Jonathan Sterne, The Audible Past読書会

The Audible Past: Cultural Origins of Sound Reproduction

The Audible Past: Cultural Origins of Sound Reproduction

序文の続き。僕のレジュメが悪く、また序文が終わらなかった。段取りがつかめたので、次はばしっとやります。今回の部分の重要な点は、文化−自然、視覚ー聴覚という2つの二項対立を解消し、交差させること。ジェイの序文と少し重なって面白かった。以下まとめ

 聴覚に関わる様々なタームが文化的に構築されたものである限り、聴覚をその自然状態において<単に描写する>ことは不可能である。また、音が可聴閾に属す振動の一部に過ぎないのなら、聞くという過程を除外して、音を想像することはできない。音と聴覚の記述は、諸々の外部−記録・記憶・痕跡・人工物−によって間接的かつ外在的に行うしかないのである。つまり、人びとの内的体験、主観的な体験としての「聴覚の過去(auditory past)」を明らかにすることはできない。外部を通じて「聞こえうる過去(audible past)」、つまり過去の聴覚の一部の様相を探る他ないのである。
 にもかかわらず、聴覚や音を歴史と文化を超えた普遍的なものとして論じるという傾向は、視覚と聴覚の対立によって声に特別な地位を与えるキリスト教神学の伝統に由来すると思われる。そうした神学に影響を受けたものとして、声には魂があり、文字は死んでいる、あるいは文字の専制によって神が沈黙するといった議論(ウォルター・オングなど)を挙げることができるだろう。諸感覚の歴史は、感覚の間にあるのみならず、それぞれの感覚に内在しているのである。
 また、この視覚と聴覚の対立の最も大きな問題は、聴覚(hearing)と聴取(listening)を混同している点にある。

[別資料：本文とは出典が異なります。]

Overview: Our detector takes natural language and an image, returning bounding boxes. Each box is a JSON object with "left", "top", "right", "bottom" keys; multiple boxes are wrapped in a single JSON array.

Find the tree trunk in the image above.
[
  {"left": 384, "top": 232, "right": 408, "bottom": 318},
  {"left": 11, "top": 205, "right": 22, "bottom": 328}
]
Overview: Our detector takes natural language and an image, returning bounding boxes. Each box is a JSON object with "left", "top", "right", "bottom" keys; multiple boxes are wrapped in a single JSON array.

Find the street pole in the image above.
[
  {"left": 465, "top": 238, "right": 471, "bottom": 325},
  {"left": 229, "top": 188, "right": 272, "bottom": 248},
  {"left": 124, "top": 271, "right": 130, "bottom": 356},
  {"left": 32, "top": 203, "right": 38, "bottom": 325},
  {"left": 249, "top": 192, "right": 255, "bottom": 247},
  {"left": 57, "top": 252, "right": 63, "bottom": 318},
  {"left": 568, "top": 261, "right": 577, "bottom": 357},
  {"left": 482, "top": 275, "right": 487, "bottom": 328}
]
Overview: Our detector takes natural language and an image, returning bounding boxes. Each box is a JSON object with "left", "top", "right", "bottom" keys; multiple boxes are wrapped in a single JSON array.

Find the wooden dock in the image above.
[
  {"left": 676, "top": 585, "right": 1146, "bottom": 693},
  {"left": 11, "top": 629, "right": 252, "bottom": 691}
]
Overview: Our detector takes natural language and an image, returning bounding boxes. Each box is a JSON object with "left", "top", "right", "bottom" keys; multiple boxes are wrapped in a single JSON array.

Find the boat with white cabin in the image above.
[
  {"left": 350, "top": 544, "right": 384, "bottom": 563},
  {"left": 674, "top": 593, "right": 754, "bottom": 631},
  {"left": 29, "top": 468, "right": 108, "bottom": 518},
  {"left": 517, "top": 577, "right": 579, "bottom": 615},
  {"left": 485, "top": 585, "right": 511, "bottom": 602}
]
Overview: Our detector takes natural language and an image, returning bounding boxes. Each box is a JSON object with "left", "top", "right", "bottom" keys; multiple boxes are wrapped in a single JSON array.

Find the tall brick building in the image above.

それらの対立は、社会的な事実としての聴取の一部を持ち出して、それを聴覚全体の特徴であるかのように混同してしまう。例えば、視覚は合理的で、聴覚は情動的といった対立は、音によって精確な距離を測る聴取のあり方を忘却し、他の特殊な聴取をもって聴覚を代理表象しているに過ぎないのである。聴取は聴覚を必要とするが、同一のものではないことを意識しなければならない。

 神学と視聴覚の対立の関係は、オング等のメディア論だけでなく、デリダも引かれていた。「私は神学にひきづられてはいない」とか言って、思想史を論じることを拒否していたが、実はそこが結構知りたいところではある。思想史と聴覚あるいは音について書かれたものを探してみよう。